Signal Handling. Should signals be directed to a process or to individual threads? Or to groups of threads?
These are difficult questions. To try to handle some of them, Linux deviates from the traditional Unix standard (POSIX) in two ways:
Cloning and Resources. First, Linux introduces a system call, clone(), which is not part of the Unix standard:
This call creates a new thread, either in the current process or in a new process, depending on the sharing_flags. If the new thread is in the current process, it shares the address space with the existing threads. If not, it gets a copy of the old address space, similar to what happens when fork() creates a new process. Unlike fork(), though, certain resources of the parent process can be explicitly shared or not shared, as shown in the following table. This fine-grained resource-sharing capability answers some of the questions raised above, but at the expense of portability, since it is not part of the Unix standard.
The sharing_flags bitmap.
clone() also supports many other options; see man clone.
Tasks and Thread ID. The terminology here can definitely be a little confusing. In addition, we'll describe things from the users/programmers perspective, but it turns out that "under the hood" Linux actually uses different terms (for instance, PID means something different inside the kernel/scheduler than it does at the syscall level used by the programmer). From the user's/programmer's perspective:
For Linux, every independent unit of execution is considered to be a "task".
Technically, every task has a unique "thread" associated with it. A "task" and a "thread" are not literally the same thing -- but there's a 1 to 1 correspondence between them, so you can basically treat a task as a thread. For instance, If you look at the headers for Linux scheduler (sched.h), there are many instances of both the term thread and the term task, but they are distinguished.

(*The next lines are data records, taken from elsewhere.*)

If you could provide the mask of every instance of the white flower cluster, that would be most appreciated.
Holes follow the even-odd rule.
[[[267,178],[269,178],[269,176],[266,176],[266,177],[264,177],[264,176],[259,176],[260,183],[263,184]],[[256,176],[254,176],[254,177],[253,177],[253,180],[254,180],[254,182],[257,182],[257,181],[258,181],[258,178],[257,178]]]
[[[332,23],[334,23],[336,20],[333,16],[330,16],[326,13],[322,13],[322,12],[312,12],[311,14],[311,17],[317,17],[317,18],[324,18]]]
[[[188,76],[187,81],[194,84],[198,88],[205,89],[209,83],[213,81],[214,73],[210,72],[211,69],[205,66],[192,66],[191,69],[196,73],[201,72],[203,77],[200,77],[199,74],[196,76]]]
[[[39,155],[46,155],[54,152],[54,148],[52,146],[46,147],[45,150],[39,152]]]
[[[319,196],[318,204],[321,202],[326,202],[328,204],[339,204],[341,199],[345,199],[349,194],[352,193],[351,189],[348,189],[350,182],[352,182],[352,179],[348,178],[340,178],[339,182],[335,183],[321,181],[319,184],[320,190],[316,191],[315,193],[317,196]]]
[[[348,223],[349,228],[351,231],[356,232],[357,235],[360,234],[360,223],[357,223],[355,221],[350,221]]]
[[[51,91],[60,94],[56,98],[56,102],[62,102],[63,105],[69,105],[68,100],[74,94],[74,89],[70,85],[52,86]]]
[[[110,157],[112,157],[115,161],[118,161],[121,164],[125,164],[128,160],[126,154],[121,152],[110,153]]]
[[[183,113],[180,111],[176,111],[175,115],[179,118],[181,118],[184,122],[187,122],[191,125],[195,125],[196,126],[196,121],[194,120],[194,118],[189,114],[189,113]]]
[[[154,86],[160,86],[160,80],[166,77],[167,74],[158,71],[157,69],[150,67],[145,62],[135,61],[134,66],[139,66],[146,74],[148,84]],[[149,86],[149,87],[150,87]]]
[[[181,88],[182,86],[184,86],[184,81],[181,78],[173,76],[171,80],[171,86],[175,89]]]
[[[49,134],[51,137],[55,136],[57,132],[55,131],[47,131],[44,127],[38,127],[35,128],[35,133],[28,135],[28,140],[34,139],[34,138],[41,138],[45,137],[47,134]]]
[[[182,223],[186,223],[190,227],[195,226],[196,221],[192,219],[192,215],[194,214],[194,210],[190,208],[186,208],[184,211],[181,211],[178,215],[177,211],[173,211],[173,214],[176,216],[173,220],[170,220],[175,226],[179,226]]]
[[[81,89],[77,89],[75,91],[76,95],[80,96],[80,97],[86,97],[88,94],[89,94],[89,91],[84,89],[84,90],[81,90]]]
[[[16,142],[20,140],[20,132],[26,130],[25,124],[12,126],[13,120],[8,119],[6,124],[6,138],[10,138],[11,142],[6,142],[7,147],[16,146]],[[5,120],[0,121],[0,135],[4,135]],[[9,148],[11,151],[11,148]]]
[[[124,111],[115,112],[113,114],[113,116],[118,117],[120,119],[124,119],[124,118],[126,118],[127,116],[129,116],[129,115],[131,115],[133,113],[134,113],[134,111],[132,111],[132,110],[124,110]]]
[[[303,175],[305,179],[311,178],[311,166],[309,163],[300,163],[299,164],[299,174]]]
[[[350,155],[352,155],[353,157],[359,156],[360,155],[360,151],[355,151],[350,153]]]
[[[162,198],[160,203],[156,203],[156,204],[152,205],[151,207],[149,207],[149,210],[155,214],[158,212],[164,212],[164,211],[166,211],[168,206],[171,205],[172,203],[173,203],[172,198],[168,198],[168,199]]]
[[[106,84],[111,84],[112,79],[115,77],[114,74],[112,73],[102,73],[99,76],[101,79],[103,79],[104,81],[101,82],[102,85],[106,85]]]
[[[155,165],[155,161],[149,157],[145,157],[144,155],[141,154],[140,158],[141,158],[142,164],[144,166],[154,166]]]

A single-threaded process is therefore represented by just a single "task".
A multi-threaded process has multiple "tasks", all belonging to that one process (and thus all have the same PID). Formally, all threads in a process are considered to be part of the same "thread group", so you'll sometimes see references to the "thread group ID" (TGID), which is the same as the PID (from the programmer's perspective).
The PID is a standard part of Unix. Linux further adds a "thread ID" (TID), which uniquely identifies each thread (and implicitly identifies the task).
For scheduling purposes, Linux works off of the TID. However, the scheduler may be aware of which process (PID/TGID) each thread belongs to,
in order to ensure that each process gets a fair share of the CPU time, for instance when some but not all processes have many threads.
Threads are sometimes referred to as "light-weight processes" (LWP). Some command-line tools therefore refer to the TID as the "LWP" number of the thread.
For our purposes, in a multithreaded Linux environment, we can thus consider a task and a thread to be analogous, and remember the TID represents the thread_id.
Summary / Key Points
Compared to multiprocessing on the same problem, multithreading is much faster. Threads are faster to create, destroy, and switch between.
A process is a unit of resource allocation and protection, while a thread is a unit of execution.
Like a process, a thread may be in the Running, Ready, or Blocked state.
Threads of a process all share the process' resources, generally speaking.
The main limitation of ULTs is that a syscall by one thread can block all the threads of the process
Each thread must have its own "context" (registers and flags), state, and executable stack.
The main limitations of KLTs are the fact that a thread switch requires a mode switch to the kernel (unlike ULTs), and the difficult design decisions related to forks, signals, resource sharing, and synchronization.
Linux uses a KLT approach to thread implementation. The POSIX standard pthread library is employed in user space, and threads are identified by a unique TID. However, the kernel space implementation suports advanced (optional) features that are not compatible with traditional Unix.